Наконец, я подошла к основному вопросу, уже обозначенному в начале, но теперь сформулирую его более конкретно. Итак, не служит ли ввод Софии в Троичное богословие целям той же спекуляции, лежащей в основе филиоквизма? Не вытекает ли сам филиоквизм из патологического упрямства в нежелании принять разумом свободу, согласиться с тем, как это верно выразил В.Н. Лосский, что «троичная тайна предвосхитила в нас философский метод мышления и, преобразовывая наши способности разумения, истина сделала нас свободными от человеческой нашей ограниченности»? [359]
359
Лосский В.Н. Исхождение Святого Духа в православном учении о Троице / По образу и подобию. М., 1995. С. 80.

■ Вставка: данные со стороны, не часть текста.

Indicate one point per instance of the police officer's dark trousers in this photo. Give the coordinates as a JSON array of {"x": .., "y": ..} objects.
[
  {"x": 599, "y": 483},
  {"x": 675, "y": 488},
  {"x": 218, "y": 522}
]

В православном богословии такой свободой для разума явился догмат исхождения Духа Святого от одного Отца, и всякие дополнения, обосновывающие и разъясняющие апофатическую тайну Св. Троицы, способны дать всего лишь религиозную философию, то есть спекулятивное постижение догмата (предположение о том, что есть какой-то высший уровень философского созерцания, на котором происходит снятие противополагания Трех Лиц – разумное усвоение их порядка). В католическом богословии мы находим подход к тайне Трех Лиц, которая по преимуществу здесь является тайной сущности, но логика троичных отношений вполне постижима, и не просто постижима, но и способна быть обоснованной. Ключ к этому обоснованию лиц через противопоставление отношений оставил великий Фома. Подобный ключ, похоже, предъявляет и о. Сергий своей софиологией.
«Это двуединство, это внутрибожественное И или DIA, о котором спорят восточные и западные богословы, и есть Божественная София, как самооткровение единого Отца» [360] , – пишет о. Сергий.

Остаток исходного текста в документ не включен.